Hoewel je het soms wel zou gaan denken, is er mijn inziens geen sprake van opzet dan wel onwil in het spel, dat zou een bewuste keuze impliceren en daar kan ik hier maar weinig mensen van betichten. Nee, het is de cultuur, een collectief geloofssysteem waarin men het gewoon is dat dingen in de regel niet gaan zoals gepland en men zich daar vervolgens dan ook bij neerlegt, het is tenslotte te verwachten c.q. normaal. Men klaagt er wel over (ja, ook de Brazilianen), maar neemt er zelf wel ook deel aan en houdt zodoende dat zo bekritiseerde systeem dus deels zelf in stand.
Deze vicieuze cirkel doorbreken lijkt soms onbegonnen werk, ondankbaar is het zeker. De Braziliaan zit doorgaans namelijk niet zo te wachten op wat bij ons doorgaat als opbouwende kritiek. Met vluchtige uitspraken als ‘tudo bem’ (alles goed) en ‘ta bom’ (is goed) worden eventuele meningsverschillen en daarmee enige vorm van effectieve informatie-uitwisseling al snel gesmoord en kan het leven weer gewoon verder meanderen op haar voor iedereen zo vertrouwde maar tegelijk zo tergend langzame tempo. Dit culturele gebrek aan helder en open communiceren, waarbij de zender duidelijk geformuleerde informatie stuurt en de ontvanger deze ook ontvangt en vervolgens verwerkt, heeft een extreem verlammende werking op de samenleving als geheel. Niet alleen duurt alles drie keer langer dan nodig, ook leidt het continu tot misverstanden doordat mensen elkaar gewoon niet begrijpen wat op zich weer een voedingsbodem is voor achterdocht en wantrouwen. Dit resulteert op haar beurt weer in het ontlopen van verantwoordelijkheden, etc., etc.
Verlichting
Immanuel Kant (1724-1804) definieerde verlichting in zijn “Beantwortung der Frage: Was ist Aufklärung” uit 1784 als volgt: ‘Verlichting is het afleggen van de mens van zijn, aan zichzelf te wijten, onmondigheid’. Waarbij hij stelde dat onmondigheid het onvermogen is, zonder leiding van anderen, van het eigen verstand gebruik te maken.

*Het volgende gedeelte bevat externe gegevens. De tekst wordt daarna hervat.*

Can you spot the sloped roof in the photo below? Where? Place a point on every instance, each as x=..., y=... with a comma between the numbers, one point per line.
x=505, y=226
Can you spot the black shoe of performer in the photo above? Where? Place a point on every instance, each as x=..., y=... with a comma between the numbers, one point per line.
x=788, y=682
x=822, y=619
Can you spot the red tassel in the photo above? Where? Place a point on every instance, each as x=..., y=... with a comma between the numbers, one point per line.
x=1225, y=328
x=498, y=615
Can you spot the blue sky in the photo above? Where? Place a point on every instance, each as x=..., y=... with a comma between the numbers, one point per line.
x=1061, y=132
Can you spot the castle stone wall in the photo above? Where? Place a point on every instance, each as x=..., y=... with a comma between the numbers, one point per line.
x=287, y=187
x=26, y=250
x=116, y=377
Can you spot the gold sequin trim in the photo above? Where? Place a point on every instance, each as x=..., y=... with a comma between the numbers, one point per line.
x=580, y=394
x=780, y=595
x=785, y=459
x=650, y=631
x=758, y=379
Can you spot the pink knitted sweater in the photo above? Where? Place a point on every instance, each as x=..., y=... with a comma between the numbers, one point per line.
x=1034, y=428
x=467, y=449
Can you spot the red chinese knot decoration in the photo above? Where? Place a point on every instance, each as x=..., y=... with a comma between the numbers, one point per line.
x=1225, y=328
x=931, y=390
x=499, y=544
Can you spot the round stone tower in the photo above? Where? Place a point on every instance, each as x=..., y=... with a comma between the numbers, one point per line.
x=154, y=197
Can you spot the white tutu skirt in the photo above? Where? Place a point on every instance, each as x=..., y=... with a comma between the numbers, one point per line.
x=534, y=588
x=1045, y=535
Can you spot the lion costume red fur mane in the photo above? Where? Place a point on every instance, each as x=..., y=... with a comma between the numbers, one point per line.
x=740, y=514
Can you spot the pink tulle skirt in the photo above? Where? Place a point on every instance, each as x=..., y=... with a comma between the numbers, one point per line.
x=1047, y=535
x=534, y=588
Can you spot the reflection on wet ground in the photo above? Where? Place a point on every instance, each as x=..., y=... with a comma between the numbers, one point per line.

Dat deze cultuuromslag in Brazilië nog niet, dan wel zeer mondjesmaat, heeft plaatsgevonden moge duidelijk zijn. Je conformeren aan het collectief is hier namelijk nog altijd gedragsregel nummer één. De doorsnee Braziliaan is het eenvoudigweg niet gewend om individueel en onafhankelijk te denken. Op zich ook niet zo gek als je bedenkt dat verreweg het grootste deel van de bevolking volledig gespeend blijft van enige educatieve ontwikkeling. Opvallend is echter dat ook het resterende wél geschoolde deel zo vaak nog volledig vastgeroest blijft zitten in culturele dogma’s. Het lijkt daarom dan ook wel alsof dit individuele, verlichte denken niet zozeer correleert met de ontwikkeling van het verstand als wel met de cultuur waarin men zich ophoudt. Betere educatie staat in Brazilië namelijk veelal slechts gelijk aan een hoger salaris wat, zoals ik eerder al aangaf, niet per definitie tot een humanere samenleving hoeft te leiden. Een grotere auto kopen kunnen we tenslotte allemaal wel, maar de ontwikkeling van de ethiek en moraal, normen en waarden met als gevolg humane sociale omgangsregels die lijken soms toch dichter bij dat kleine tweedehands Fiatje te staan dan bij die uitgebouwde Mercedes S-classe.
Cultuurrelativisme
Mede door toedoen van de Islam verliest het in de jaren zestig en zeventig zo populaire cultuurrelativisme in Europa steeds meer terrein. De bedoelingen ervan zijn nobel, maar blijken uiteindelijk weinig handzaam. Zeker nu middels globalisatie verschillende culturen meer en meer met elkaar verstrengeld raken ontstaat sterk de behoefte om op allerlei terreinen universele waarden en normen te formuleren. Het is daarbij wel zo praktisch dat we die specifieke culturele eigenschappen, welke maken dat een samenleving als geheel efficiënter functioneert, laten prevaleren. Een blad voor de mond nemen en met termen als ‘tolerantie’ en ‘respect’ de discussie smoren is dan ook niet raadzaam. Niet dat wij als dominante westerse maatschappij zouden moeten bepalen wat goed of slechts is om daarbij andere culturen onze regels op te leggen. Nee, laat deze andere culturen dat vooral zelf bepalen, maar wijs ze daarbij wel op het feit dat wanneer je maatschappelijke hervormingen wenst wel ook zelf zal moeten sleutelen aan je eigen culturele gebreken. Tenslotte, de omstandigheden bepalen niet wie wij zijn, maar laten zien wie wij zijn.